I worked with my partner Warren Woodward (the valley arena) on the concept and he shot my green screens. The animation and design is all myself though.
Did you use the Blender Internal renderer?
Yes I did. This is my first project dealing with 3d. In my videos I work extensively with After Effects. I do mostly 2d motion design and animation. I just started working with Blender in December when I downloaded 2.4. Needless to say, I haven't figured out pov-ray or yafray yet, nor did I think a mac mini and a powerbook would be able to handle the renders for a 3 and a half minute video in three weeks when both were also being used for other aspects of the production simultaneously.

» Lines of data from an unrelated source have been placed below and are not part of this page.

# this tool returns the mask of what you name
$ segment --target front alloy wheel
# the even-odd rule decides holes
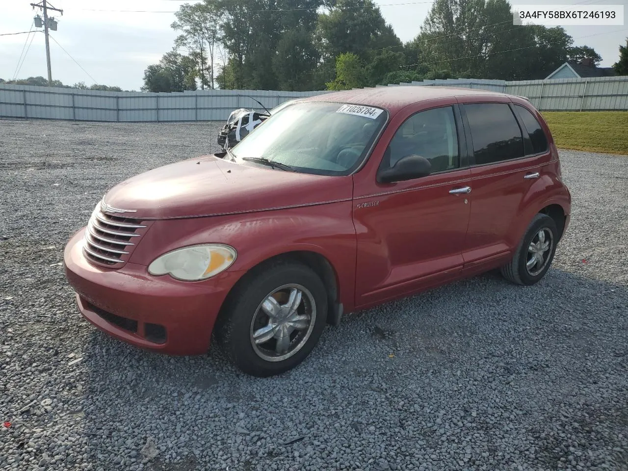
[[[251,323],[251,341],[260,358],[279,362],[303,348],[316,323],[316,302],[300,284],[280,286],[260,303]]]
[[[327,323],[327,293],[309,267],[279,261],[254,269],[225,301],[217,340],[241,370],[287,371],[305,359]]]

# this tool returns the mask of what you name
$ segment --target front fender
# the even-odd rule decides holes
[[[175,249],[197,244],[231,246],[237,257],[229,271],[246,273],[293,251],[323,256],[335,272],[338,299],[353,306],[357,244],[350,201],[273,211],[155,221],[129,260],[148,266]]]

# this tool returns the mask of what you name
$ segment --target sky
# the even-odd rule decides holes
[[[195,3],[187,0],[187,3]],[[33,18],[39,13],[30,4],[34,0],[0,0],[0,35],[28,31]],[[170,28],[175,20],[172,12],[185,0],[51,0],[51,5],[63,10],[55,14],[58,21],[51,31],[50,55],[53,79],[72,85],[84,82],[117,85],[124,90],[139,90],[144,70],[159,62],[173,46],[177,33]],[[428,0],[375,0],[386,21],[404,42],[418,33],[431,5]],[[514,0],[517,4],[624,5],[628,16],[628,0]],[[106,11],[102,11],[106,10]],[[619,58],[619,45],[625,44],[628,21],[624,26],[566,26],[574,45],[588,45],[602,56],[602,67],[610,67]],[[33,28],[35,29],[35,28]],[[46,77],[44,35],[0,36],[0,78]],[[63,50],[65,50],[65,51]],[[18,69],[22,51],[28,51]]]

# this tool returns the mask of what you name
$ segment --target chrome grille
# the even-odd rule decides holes
[[[92,214],[85,231],[83,250],[92,262],[107,266],[125,263],[146,226],[139,219],[103,212],[100,205]]]

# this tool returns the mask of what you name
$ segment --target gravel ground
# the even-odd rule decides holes
[[[80,317],[60,266],[105,190],[218,124],[0,121],[0,468],[628,470],[628,157],[561,152],[553,268],[352,315],[279,377]]]

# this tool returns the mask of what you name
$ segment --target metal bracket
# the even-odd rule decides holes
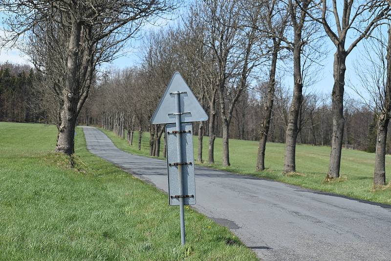
[[[191,114],[190,112],[174,112],[173,113],[168,113],[169,115],[182,115],[182,114]]]
[[[167,134],[176,134],[177,133],[190,133],[192,132],[192,131],[190,130],[187,130],[187,131],[168,131]]]
[[[175,196],[170,196],[172,199],[179,199],[179,198],[194,198],[194,195],[175,195]]]
[[[169,166],[177,166],[178,165],[191,165],[193,164],[191,162],[174,162],[168,163]]]
[[[170,93],[170,94],[184,94],[184,93],[187,93],[187,92],[177,91],[177,92],[171,92],[171,93]]]

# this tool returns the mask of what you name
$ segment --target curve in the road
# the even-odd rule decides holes
[[[166,162],[117,148],[83,127],[92,153],[168,191]],[[391,209],[196,166],[195,208],[229,227],[263,260],[391,260]]]

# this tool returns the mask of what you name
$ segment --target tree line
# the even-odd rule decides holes
[[[262,171],[266,141],[283,142],[287,174],[296,171],[298,142],[329,144],[328,180],[339,177],[343,146],[353,146],[375,151],[374,184],[385,184],[391,110],[389,1],[195,0],[176,25],[143,38],[139,66],[107,74],[97,69],[112,61],[143,23],[172,11],[175,3],[0,3],[9,15],[3,44],[16,44],[22,37],[21,49],[44,76],[46,98],[41,103],[54,104],[50,111],[59,129],[58,151],[73,153],[82,113],[82,121],[123,138],[127,129],[130,143],[135,130],[149,131],[151,154],[158,154],[164,128],[152,126],[149,119],[173,72],[179,70],[209,115],[195,132],[200,144],[204,136],[208,139],[208,155],[200,151],[199,160],[214,163],[217,136],[224,166],[230,165],[230,138],[256,140],[256,167]],[[328,54],[327,41],[334,46],[334,62],[326,66],[332,66],[334,81],[325,98],[312,87]],[[359,43],[368,55],[356,67],[347,68]],[[355,71],[368,95],[356,86],[360,99],[345,96],[347,70]],[[293,80],[285,86],[287,75]],[[90,92],[95,94],[88,100]]]
[[[374,182],[384,184],[384,158],[390,150],[390,8],[388,2],[382,1],[351,1],[341,6],[326,0],[196,1],[177,25],[146,37],[139,66],[109,74],[96,90],[97,99],[110,100],[108,107],[91,105],[95,110],[88,117],[130,133],[136,125],[140,133],[147,130],[151,155],[154,155],[154,148],[159,146],[155,144],[164,131],[149,120],[177,70],[209,114],[208,121],[195,129],[199,139],[198,160],[205,158],[214,163],[216,137],[222,139],[225,166],[230,165],[229,138],[258,140],[256,169],[261,171],[266,141],[282,142],[286,144],[284,173],[288,173],[296,171],[297,143],[330,145],[329,180],[339,177],[345,146],[376,152]],[[348,45],[347,37],[353,38]],[[329,40],[335,46],[333,89],[331,94],[317,93],[311,87],[321,66],[318,61],[327,53],[322,47]],[[361,79],[372,100],[344,97],[346,59],[361,41],[379,51],[373,66],[370,59],[361,61],[370,64],[367,74],[379,71],[373,76],[377,82],[368,84],[368,79]],[[368,59],[372,53],[369,51]],[[359,78],[363,75],[359,66],[348,69]],[[291,88],[284,86],[282,79],[287,70],[293,76]],[[359,96],[360,90],[356,89]],[[207,157],[202,155],[204,136],[209,140]]]

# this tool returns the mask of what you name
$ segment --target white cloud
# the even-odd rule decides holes
[[[0,52],[0,63],[9,61],[12,63],[30,64],[27,57],[17,49],[2,50]]]

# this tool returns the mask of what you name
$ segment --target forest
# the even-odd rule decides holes
[[[391,153],[389,1],[195,0],[181,7],[176,22],[142,34],[144,25],[180,3],[136,1],[130,8],[122,1],[98,2],[0,1],[10,36],[1,39],[3,47],[18,45],[32,61],[1,65],[0,120],[55,124],[56,150],[68,155],[77,124],[114,131],[130,143],[137,142],[134,132],[148,132],[150,155],[158,156],[164,126],[150,120],[178,71],[209,116],[194,125],[199,161],[214,163],[216,137],[222,138],[223,166],[234,149],[230,139],[257,141],[254,168],[262,171],[267,141],[281,142],[287,174],[296,171],[297,144],[327,145],[329,180],[340,176],[345,147],[375,153],[374,185],[385,185],[385,155]],[[107,66],[138,37],[139,65]],[[347,67],[359,44],[361,59]],[[325,64],[332,55],[333,63]],[[322,67],[333,72],[331,93],[312,88]],[[361,83],[351,87],[351,97],[345,90],[347,70]],[[208,155],[200,152],[203,139]]]

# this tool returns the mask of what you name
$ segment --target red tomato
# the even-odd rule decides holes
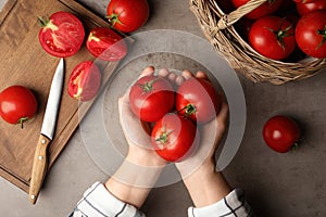
[[[300,3],[310,3],[310,2],[314,2],[316,0],[293,0],[294,2],[300,2]]]
[[[326,58],[326,11],[303,15],[296,27],[299,48],[313,58]]]
[[[35,116],[37,101],[23,86],[11,86],[0,92],[0,115],[10,124],[21,124]]]
[[[311,3],[297,3],[297,11],[301,16],[319,10],[326,10],[326,0],[315,0]]]
[[[268,119],[263,128],[266,144],[276,152],[288,152],[299,141],[301,130],[298,124],[286,116],[277,115]]]
[[[190,78],[179,86],[175,107],[181,115],[204,124],[218,114],[221,103],[221,95],[209,80]]]
[[[175,113],[165,114],[155,124],[151,138],[156,153],[168,162],[185,159],[199,142],[196,125]]]
[[[296,48],[294,30],[287,20],[264,16],[249,31],[249,43],[262,55],[273,60],[288,58]]]
[[[49,20],[39,18],[42,28],[38,34],[41,47],[58,58],[74,55],[80,49],[85,30],[82,22],[68,12],[53,13]]]
[[[106,27],[91,29],[86,46],[92,55],[103,61],[120,61],[127,53],[123,37]]]
[[[231,0],[233,4],[236,8],[239,8],[249,1],[250,0]],[[268,0],[267,2],[263,3],[262,5],[253,10],[252,12],[246,14],[246,17],[251,20],[256,20],[262,16],[273,14],[279,9],[281,2],[283,0]]]
[[[101,73],[92,61],[84,61],[72,72],[68,79],[68,93],[83,102],[91,100],[101,86]]]
[[[133,85],[130,108],[142,122],[158,122],[174,106],[172,84],[163,77],[145,76]]]
[[[106,15],[110,25],[121,31],[131,33],[140,28],[149,17],[147,0],[111,0]]]

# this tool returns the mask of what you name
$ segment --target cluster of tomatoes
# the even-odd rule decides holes
[[[103,61],[120,61],[127,53],[123,37],[113,29],[131,33],[140,28],[149,17],[147,0],[111,0],[108,4],[110,27],[90,29],[86,47]],[[59,11],[50,17],[39,17],[42,25],[38,38],[42,49],[57,58],[76,54],[85,39],[85,28],[72,13]],[[80,101],[91,100],[101,84],[101,72],[92,61],[75,66],[68,79],[68,94]],[[35,116],[37,100],[28,88],[11,86],[0,92],[0,116],[10,124],[22,124]]]
[[[222,97],[203,78],[190,78],[175,91],[168,79],[150,75],[139,78],[129,92],[130,110],[151,124],[153,149],[168,162],[191,153],[199,144],[198,125],[211,122],[221,103]]]
[[[247,2],[231,0],[231,7],[237,9]],[[221,1],[222,8],[223,4],[226,2]],[[224,8],[230,11],[231,7]],[[268,0],[248,13],[236,27],[256,52],[268,59],[326,58],[325,0]]]

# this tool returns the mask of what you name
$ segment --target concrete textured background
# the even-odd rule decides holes
[[[109,1],[80,0],[104,16]],[[177,29],[203,37],[188,1],[149,0],[151,17],[139,31]],[[160,41],[158,41],[160,42]],[[189,44],[191,46],[191,44]],[[172,64],[170,59],[145,56],[137,66]],[[200,66],[178,61],[177,67]],[[183,68],[180,68],[183,69]],[[247,126],[236,157],[224,170],[235,188],[242,188],[258,216],[326,216],[326,71],[316,76],[283,86],[253,84],[239,75],[247,101]],[[297,118],[305,129],[302,146],[278,154],[267,148],[261,136],[265,120],[275,114]],[[73,210],[84,191],[108,176],[92,162],[76,130],[46,179],[35,206],[27,194],[0,178],[0,215],[9,217],[58,217]],[[142,210],[149,217],[184,217],[191,201],[181,182],[153,189]]]

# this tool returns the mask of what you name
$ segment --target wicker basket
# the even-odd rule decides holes
[[[226,0],[227,1],[227,0]],[[281,85],[311,77],[326,68],[326,59],[305,59],[298,63],[274,61],[254,51],[238,35],[233,24],[267,0],[251,0],[229,14],[225,14],[214,0],[190,0],[201,29],[214,49],[237,72],[254,82]]]

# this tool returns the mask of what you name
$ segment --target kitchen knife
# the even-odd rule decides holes
[[[53,139],[58,111],[60,107],[60,100],[62,94],[62,87],[64,82],[64,60],[61,59],[55,69],[50,93],[48,98],[47,108],[43,117],[40,137],[36,146],[32,179],[29,186],[29,201],[32,204],[36,203],[41,184],[43,182],[48,169],[47,150]]]

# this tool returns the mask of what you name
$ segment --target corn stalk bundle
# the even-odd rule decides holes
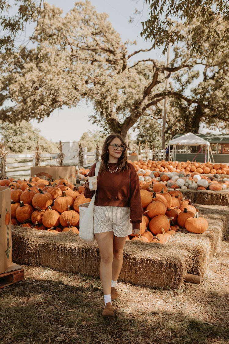
[[[60,152],[58,155],[58,161],[59,165],[60,166],[62,166],[64,164],[64,159],[65,154],[62,150],[62,143],[61,141],[60,141],[59,143],[59,146],[57,148],[60,151]]]
[[[139,142],[139,144],[138,144],[138,155],[141,155],[141,143]]]
[[[39,151],[39,146],[38,143],[38,141],[37,143],[37,145],[35,148],[35,166],[39,166],[41,160],[42,155],[41,154],[41,152]]]
[[[83,147],[82,146],[80,142],[78,144],[79,149],[78,150],[78,154],[77,157],[78,159],[78,164],[79,166],[81,167],[83,166]]]
[[[96,143],[96,150],[95,151],[95,162],[97,162],[97,161],[99,161],[100,155],[100,154],[99,149],[99,145],[98,143]]]
[[[7,156],[9,152],[5,149],[5,146],[2,141],[0,141],[0,179],[5,179],[7,178]]]
[[[147,161],[149,160],[149,148],[147,142],[146,141],[145,144],[145,160]]]

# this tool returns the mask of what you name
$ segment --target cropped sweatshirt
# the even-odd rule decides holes
[[[110,164],[112,169],[115,164]],[[95,175],[96,164],[92,166],[88,173],[89,177]],[[97,179],[97,190],[95,205],[111,206],[129,207],[130,223],[133,229],[139,229],[142,217],[142,208],[141,201],[139,179],[134,167],[127,163],[128,169],[115,173],[108,170],[99,173]],[[91,198],[95,193],[85,187],[84,195],[87,198]]]

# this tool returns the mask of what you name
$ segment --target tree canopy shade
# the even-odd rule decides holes
[[[162,101],[168,97],[172,110],[167,111],[168,127],[176,131],[173,135],[185,126],[197,132],[203,122],[209,126],[228,122],[227,45],[210,56],[192,52],[188,32],[195,21],[188,28],[177,24],[184,40],[174,47],[174,57],[167,65],[151,58],[138,60],[141,50],[128,53],[128,43],[122,42],[107,15],[97,12],[89,1],[77,2],[64,17],[60,9],[45,6],[39,10],[34,47],[20,49],[0,64],[0,120],[42,120],[55,109],[76,107],[84,98],[93,106],[92,122],[105,134],[118,132],[126,139],[140,118],[147,121],[143,116],[161,119]],[[219,22],[220,40],[227,25]],[[214,46],[214,42],[204,41],[201,50],[211,51]],[[192,88],[198,66],[204,69],[203,80]],[[144,127],[138,127],[143,131]]]
[[[24,31],[26,23],[37,16],[42,0],[0,0],[0,51],[9,53],[15,47],[17,35]],[[16,8],[14,14],[10,12]]]
[[[192,37],[190,48],[203,53],[204,42],[211,44],[212,51],[229,39],[229,3],[227,0],[145,0],[149,6],[149,18],[142,23],[142,37],[153,42],[154,48],[167,50],[169,43],[178,44],[184,38],[178,23],[181,22]],[[190,27],[195,21],[196,25]],[[220,37],[217,30],[219,22],[227,23],[224,35]],[[207,29],[207,30],[206,30]],[[206,54],[208,52],[205,52]]]

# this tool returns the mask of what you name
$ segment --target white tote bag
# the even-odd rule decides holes
[[[98,175],[101,162],[96,163],[95,175]],[[92,196],[90,202],[80,204],[80,237],[85,241],[93,241],[95,239],[93,229],[93,210],[95,194]]]

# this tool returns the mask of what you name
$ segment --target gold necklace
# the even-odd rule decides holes
[[[114,167],[113,168],[114,168],[114,167],[115,167],[115,166],[116,166],[116,165],[117,165],[117,164],[115,164],[114,165]],[[110,172],[111,173],[114,173],[115,172],[117,172],[117,171],[118,170],[118,167],[117,167],[117,168],[116,169],[116,170],[112,170],[112,169],[111,168],[111,166],[109,166],[109,164],[108,164],[108,163],[107,163],[107,167],[108,168],[108,171],[109,171],[109,172]]]

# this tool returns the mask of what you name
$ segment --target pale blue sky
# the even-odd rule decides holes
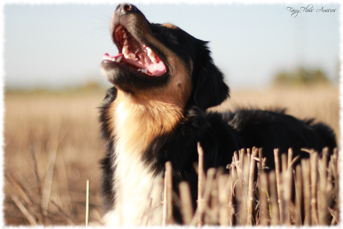
[[[117,3],[5,5],[6,87],[62,88],[94,80],[106,86],[99,65],[104,53],[117,52],[108,32]],[[211,41],[233,89],[268,85],[278,71],[300,66],[336,79],[339,6],[314,4],[314,12],[294,18],[287,7],[307,4],[291,4],[136,5],[151,22],[170,22]],[[338,9],[315,12],[323,7]]]

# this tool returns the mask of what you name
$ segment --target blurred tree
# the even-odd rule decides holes
[[[275,76],[274,81],[277,85],[327,84],[329,82],[328,77],[320,70],[310,71],[303,68],[293,72],[280,72]]]

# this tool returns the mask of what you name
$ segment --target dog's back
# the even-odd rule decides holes
[[[106,224],[161,224],[160,181],[167,161],[174,191],[178,193],[179,182],[188,181],[196,206],[198,175],[193,164],[198,160],[198,142],[205,170],[226,168],[234,152],[242,148],[262,147],[267,165],[272,169],[275,148],[282,153],[292,147],[295,156],[307,157],[301,148],[321,151],[328,146],[332,152],[336,146],[328,127],[282,111],[206,113],[229,92],[208,42],[173,25],[150,23],[130,4],[118,5],[110,25],[119,53],[106,54],[102,63],[114,85],[100,118],[107,150],[102,162]],[[153,217],[144,203],[153,208]],[[181,223],[178,207],[174,209]]]

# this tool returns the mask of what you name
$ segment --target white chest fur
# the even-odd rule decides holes
[[[116,159],[112,165],[115,168],[115,207],[105,216],[103,222],[106,225],[159,225],[163,173],[154,176],[141,159],[141,146],[129,143],[132,139],[128,132],[132,130],[127,129],[128,114],[123,107],[119,104],[116,112]]]

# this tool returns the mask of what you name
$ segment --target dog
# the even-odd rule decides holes
[[[106,225],[139,225],[148,196],[154,208],[149,225],[160,225],[165,163],[173,167],[173,188],[189,182],[196,206],[197,142],[203,149],[205,171],[224,167],[234,152],[262,147],[267,165],[273,150],[308,157],[302,147],[330,151],[336,146],[329,127],[300,121],[282,110],[238,109],[206,112],[229,97],[224,75],[213,62],[208,42],[170,24],[150,23],[134,5],[120,4],[110,31],[119,54],[106,54],[103,73],[114,86],[100,107],[101,136],[107,152],[102,161]],[[182,219],[177,207],[174,216]]]

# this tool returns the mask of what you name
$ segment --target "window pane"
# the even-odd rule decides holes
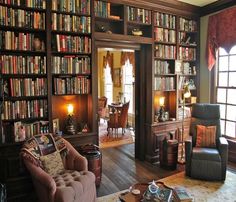
[[[228,73],[219,73],[219,86],[228,86]]]
[[[225,88],[217,89],[217,102],[226,103],[226,89]]]
[[[227,105],[227,117],[228,120],[236,121],[236,106]]]
[[[229,87],[236,87],[236,72],[229,72]]]
[[[236,89],[228,89],[228,103],[236,104]]]
[[[219,48],[219,55],[228,55],[224,48]]]
[[[229,57],[229,70],[236,70],[236,55]]]
[[[220,121],[221,134],[225,135],[225,121]]]
[[[225,119],[225,106],[226,105],[220,105],[220,118]]]
[[[229,137],[235,137],[235,122],[226,121],[226,134]]]
[[[219,58],[219,71],[228,71],[228,56]]]
[[[230,49],[229,54],[236,54],[236,46]]]

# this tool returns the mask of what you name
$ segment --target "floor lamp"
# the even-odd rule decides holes
[[[186,84],[184,85],[184,91],[183,91],[183,116],[182,116],[182,134],[181,134],[181,156],[179,159],[180,164],[185,163],[185,158],[184,158],[184,114],[185,114],[185,99],[191,97],[191,92],[189,89],[189,85]]]

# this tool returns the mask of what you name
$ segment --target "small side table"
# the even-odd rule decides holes
[[[167,140],[160,142],[160,166],[165,169],[175,170],[178,160],[178,141]]]
[[[99,186],[102,178],[102,154],[96,145],[84,145],[76,147],[76,150],[88,160],[88,170],[96,177],[96,186]]]

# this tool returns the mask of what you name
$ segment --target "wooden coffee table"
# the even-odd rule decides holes
[[[172,196],[171,196],[171,199],[169,201],[167,200],[164,200],[165,202],[176,202],[176,196],[175,196],[175,192],[173,191],[172,188],[166,186],[163,182],[156,182],[157,186],[159,186],[160,188],[165,188],[165,189],[170,189],[172,190]],[[145,191],[147,190],[148,188],[148,185],[149,183],[137,183],[137,184],[134,184],[133,186],[131,186],[130,188],[130,191],[129,192],[125,192],[125,193],[122,193],[120,196],[119,196],[119,199],[121,201],[124,201],[124,202],[140,202],[142,201],[143,199],[143,195],[145,193]],[[138,195],[135,195],[132,193],[132,190],[133,189],[138,189],[140,190],[140,194]]]

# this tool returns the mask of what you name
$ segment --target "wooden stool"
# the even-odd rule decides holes
[[[178,160],[178,141],[167,140],[160,142],[160,166],[162,168],[175,170]]]

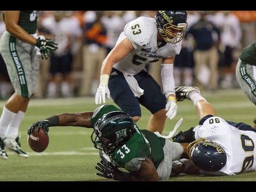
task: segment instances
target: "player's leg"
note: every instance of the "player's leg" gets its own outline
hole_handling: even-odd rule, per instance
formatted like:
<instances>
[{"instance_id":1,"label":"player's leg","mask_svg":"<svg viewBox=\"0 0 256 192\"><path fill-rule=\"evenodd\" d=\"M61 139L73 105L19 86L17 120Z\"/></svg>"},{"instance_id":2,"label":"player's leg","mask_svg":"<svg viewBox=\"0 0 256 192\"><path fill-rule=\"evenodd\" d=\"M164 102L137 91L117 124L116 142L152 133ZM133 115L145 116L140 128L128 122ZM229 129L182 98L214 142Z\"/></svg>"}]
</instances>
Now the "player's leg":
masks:
<instances>
[{"instance_id":1,"label":"player's leg","mask_svg":"<svg viewBox=\"0 0 256 192\"><path fill-rule=\"evenodd\" d=\"M5 133L6 139L4 142L7 148L13 151L19 156L26 158L28 157L28 155L20 148L18 132L21 121L27 110L29 101L36 90L37 73L39 70L39 60L38 56L36 55L36 51L33 46L27 43L22 43L19 40L15 41L15 45L17 55L19 58L23 74L23 79L22 77L20 77L20 76L19 76L19 78L21 84L26 84L27 95L24 95L21 90L20 94L23 97L26 97L26 101L22 103L17 115L8 125ZM31 53L29 54L28 53ZM22 81L20 80L21 78ZM17 88L14 86L15 92L18 94L19 94L19 90L21 89L19 89L19 87L21 87L21 86L18 86Z\"/></svg>"},{"instance_id":2,"label":"player's leg","mask_svg":"<svg viewBox=\"0 0 256 192\"><path fill-rule=\"evenodd\" d=\"M4 33L0 42L0 52L15 91L4 105L0 118L0 137L2 138L0 141L2 149L0 157L5 159L7 157L3 143L5 142L6 130L13 120L16 119L18 112L29 98L25 71L20 60L20 53L19 54L17 50L18 47L16 39L12 37L9 33ZM24 51L23 52L23 57L28 57L25 59L30 60L28 53Z\"/></svg>"},{"instance_id":3,"label":"player's leg","mask_svg":"<svg viewBox=\"0 0 256 192\"><path fill-rule=\"evenodd\" d=\"M187 99L193 102L200 119L209 115L215 115L212 106L205 98L202 97L198 88L189 86L177 86L175 91L178 101L183 101Z\"/></svg>"},{"instance_id":4,"label":"player's leg","mask_svg":"<svg viewBox=\"0 0 256 192\"><path fill-rule=\"evenodd\" d=\"M141 116L140 104L122 73L113 69L109 77L108 88L115 103L123 111L131 115L133 121L137 122Z\"/></svg>"},{"instance_id":5,"label":"player's leg","mask_svg":"<svg viewBox=\"0 0 256 192\"><path fill-rule=\"evenodd\" d=\"M166 116L165 105L166 98L156 81L146 71L134 75L144 94L138 98L140 103L152 114L148 122L147 129L151 132L162 133Z\"/></svg>"},{"instance_id":6,"label":"player's leg","mask_svg":"<svg viewBox=\"0 0 256 192\"><path fill-rule=\"evenodd\" d=\"M236 76L239 85L248 99L256 105L256 66L248 65L238 59L236 69ZM254 123L254 127L256 129Z\"/></svg>"}]
</instances>

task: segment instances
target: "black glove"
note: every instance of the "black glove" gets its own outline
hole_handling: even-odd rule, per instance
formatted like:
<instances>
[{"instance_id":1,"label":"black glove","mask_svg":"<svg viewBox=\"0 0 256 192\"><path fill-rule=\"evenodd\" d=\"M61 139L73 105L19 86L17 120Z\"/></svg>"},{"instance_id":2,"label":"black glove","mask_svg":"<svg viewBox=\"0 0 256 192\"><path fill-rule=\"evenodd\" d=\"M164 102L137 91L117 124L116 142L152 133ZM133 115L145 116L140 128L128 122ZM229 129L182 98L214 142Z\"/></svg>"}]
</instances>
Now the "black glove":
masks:
<instances>
[{"instance_id":1,"label":"black glove","mask_svg":"<svg viewBox=\"0 0 256 192\"><path fill-rule=\"evenodd\" d=\"M173 142L179 143L191 142L195 141L195 132L193 131L194 127L191 127L187 131L180 131L172 138Z\"/></svg>"},{"instance_id":2,"label":"black glove","mask_svg":"<svg viewBox=\"0 0 256 192\"><path fill-rule=\"evenodd\" d=\"M30 128L28 130L28 134L30 135L33 133L35 131L35 129L36 127L38 127L38 132L43 127L44 129L44 134L47 134L49 131L49 122L48 120L42 120L33 123Z\"/></svg>"},{"instance_id":3,"label":"black glove","mask_svg":"<svg viewBox=\"0 0 256 192\"><path fill-rule=\"evenodd\" d=\"M36 41L36 46L40 49L41 58L43 59L47 59L53 51L58 49L58 43L49 38L38 37Z\"/></svg>"},{"instance_id":4,"label":"black glove","mask_svg":"<svg viewBox=\"0 0 256 192\"><path fill-rule=\"evenodd\" d=\"M113 164L107 164L102 160L100 163L98 163L97 165L98 166L95 166L95 168L102 173L96 173L97 175L107 179L113 179L114 174L120 171Z\"/></svg>"}]
</instances>

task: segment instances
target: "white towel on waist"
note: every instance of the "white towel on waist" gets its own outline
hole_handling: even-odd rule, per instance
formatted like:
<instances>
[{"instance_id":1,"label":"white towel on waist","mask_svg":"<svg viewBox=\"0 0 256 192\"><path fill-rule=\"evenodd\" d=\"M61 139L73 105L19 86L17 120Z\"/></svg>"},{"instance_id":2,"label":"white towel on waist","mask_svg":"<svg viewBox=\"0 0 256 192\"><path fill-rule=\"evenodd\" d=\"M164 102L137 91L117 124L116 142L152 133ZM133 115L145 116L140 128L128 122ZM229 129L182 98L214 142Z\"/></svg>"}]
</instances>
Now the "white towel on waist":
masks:
<instances>
[{"instance_id":1,"label":"white towel on waist","mask_svg":"<svg viewBox=\"0 0 256 192\"><path fill-rule=\"evenodd\" d=\"M137 80L133 77L133 75L127 74L125 73L123 73L123 74L134 96L139 98L140 96L144 94L144 90L140 87Z\"/></svg>"}]
</instances>

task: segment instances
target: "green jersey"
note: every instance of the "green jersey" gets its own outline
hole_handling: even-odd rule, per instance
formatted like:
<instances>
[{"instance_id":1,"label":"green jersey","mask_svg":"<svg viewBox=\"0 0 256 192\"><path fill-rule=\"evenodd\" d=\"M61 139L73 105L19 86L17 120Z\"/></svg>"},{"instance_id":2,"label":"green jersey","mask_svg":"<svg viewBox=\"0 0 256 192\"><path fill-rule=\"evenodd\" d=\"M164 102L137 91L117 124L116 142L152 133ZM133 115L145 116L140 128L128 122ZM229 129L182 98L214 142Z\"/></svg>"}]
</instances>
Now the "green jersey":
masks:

My render settings were default ambient occlusion and an oversample of 5. The dream sequence is just shadeless with edges and then was multiplied over a scanned piece of old paper from a pulp novel.
Why did you choose Blender to do this project?
I chose Bender because I wanted to try my hand at 3d rather than contracting the work out to a studio. A seat on maya looked a little too pricey for me at the moment (im a 25 year old starving director) so free seemed like a good price for trying 3d out.
Beyond the amazing results of this powerful tool, I was really taken with the open source community and wanted to use as much publically developed and shared artwork as possible. The medical chart in the x-ray room in the video was done with Gimp.
Compositing and editing were done in After Effects and Final Cut Pro. The freeware alternatives for a mac aren't here yet, but when they are, I'll make the switch to a fully open-source workflow.
Were you doing this under Revolver?
I'm a director signed with Revolver Films (I'm listed with the directors on the site under the name Roboshobo). I have directed videos for Capitol, Warner Bros, Subpop and astromagnetics as well as many indies.
This particular video was very low budget so I produced it with my side project ROBOWAR, a collaborative directing project between myself Robert Schober (Roboshobo) and director/rock musician Warren Woodward.
Robert also had a production blog that documented the project with some great images found there (which are the images above). So take time the time to watch the video and enjoy!